11 Feb 2009

Last week I referred to some chatter which was doing the rounds about a High Court ruling to the effect that you can’t 'materially contravene' a Local Area Plan. At the time I was sceptical about the gossip, thinking it was just the latest attempt by a local authority to frustrate some planning application or other. But from what I can make out it appears to be true. I haven’t read the document myself (does anyone know of an easy way to access High Court documents?) but speaking to others who themselves also haven’t read the ruling but who have spoken to others who may have, they say some sort of High Court action went down.

You see, the planning legislation specifically says that you can make a material contravention (a relatively easy procedure) to a Development Plan. However, it does not specifically say you can carry out the same procedure to a Local Area Plan. So the High Court has decided that LAPs cannot be materially contravened.

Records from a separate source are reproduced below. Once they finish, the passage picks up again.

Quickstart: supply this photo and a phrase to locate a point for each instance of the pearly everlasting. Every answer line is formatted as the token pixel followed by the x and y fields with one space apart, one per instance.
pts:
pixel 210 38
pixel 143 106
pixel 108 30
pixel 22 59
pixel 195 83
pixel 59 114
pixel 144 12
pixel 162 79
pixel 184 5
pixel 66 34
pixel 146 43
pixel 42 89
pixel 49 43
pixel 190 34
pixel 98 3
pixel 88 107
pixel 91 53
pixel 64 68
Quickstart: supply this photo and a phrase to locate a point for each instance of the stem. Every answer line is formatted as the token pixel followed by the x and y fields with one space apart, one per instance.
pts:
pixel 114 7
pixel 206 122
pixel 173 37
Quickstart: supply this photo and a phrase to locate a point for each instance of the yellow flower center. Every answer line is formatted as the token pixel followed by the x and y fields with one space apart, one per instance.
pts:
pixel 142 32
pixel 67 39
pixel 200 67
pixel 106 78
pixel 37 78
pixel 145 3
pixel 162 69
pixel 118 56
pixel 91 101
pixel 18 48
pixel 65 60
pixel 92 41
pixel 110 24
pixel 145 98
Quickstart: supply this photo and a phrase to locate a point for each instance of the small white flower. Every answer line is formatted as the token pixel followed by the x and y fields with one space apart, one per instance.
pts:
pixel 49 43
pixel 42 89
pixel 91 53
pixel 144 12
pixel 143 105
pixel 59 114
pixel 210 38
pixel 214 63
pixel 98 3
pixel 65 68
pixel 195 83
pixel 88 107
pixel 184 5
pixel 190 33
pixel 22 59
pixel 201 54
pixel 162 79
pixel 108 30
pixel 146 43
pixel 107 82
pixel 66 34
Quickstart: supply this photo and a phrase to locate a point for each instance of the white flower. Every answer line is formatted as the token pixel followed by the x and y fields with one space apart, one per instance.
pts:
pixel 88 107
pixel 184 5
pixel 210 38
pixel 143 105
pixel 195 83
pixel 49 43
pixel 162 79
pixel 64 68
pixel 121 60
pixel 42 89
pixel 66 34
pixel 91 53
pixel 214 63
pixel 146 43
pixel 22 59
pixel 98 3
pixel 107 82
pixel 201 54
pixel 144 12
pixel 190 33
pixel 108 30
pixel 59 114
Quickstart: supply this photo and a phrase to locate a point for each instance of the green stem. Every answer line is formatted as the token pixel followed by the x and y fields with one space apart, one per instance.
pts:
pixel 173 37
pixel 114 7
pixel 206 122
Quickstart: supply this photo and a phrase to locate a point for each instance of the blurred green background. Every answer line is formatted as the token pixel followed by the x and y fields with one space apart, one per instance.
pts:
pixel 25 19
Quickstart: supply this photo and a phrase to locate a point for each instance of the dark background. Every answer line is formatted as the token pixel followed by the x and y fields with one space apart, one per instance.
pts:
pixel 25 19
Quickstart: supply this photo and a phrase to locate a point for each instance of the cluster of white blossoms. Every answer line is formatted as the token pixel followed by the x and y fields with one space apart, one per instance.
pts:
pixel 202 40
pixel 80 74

This means it’s not lawful to make minor changes to a LAP by simple vote of the Council. In order to make any kind of change at all to a LAP, Local Authorities must now pursue the much lengthier procedure of modifying the Development Plan.

As we’re all aware, material contraventions have been carried out to Local Area Plans all over the Country in the past few years – two were implemented at the end of 2008 in County Clare alone. Presumably, these changes no longer have legal standing which means that development which took place on foot of their implementation should never have been allowed.

Solicitors facing redundancy because the of the property slump, your careers have just been jump restarted.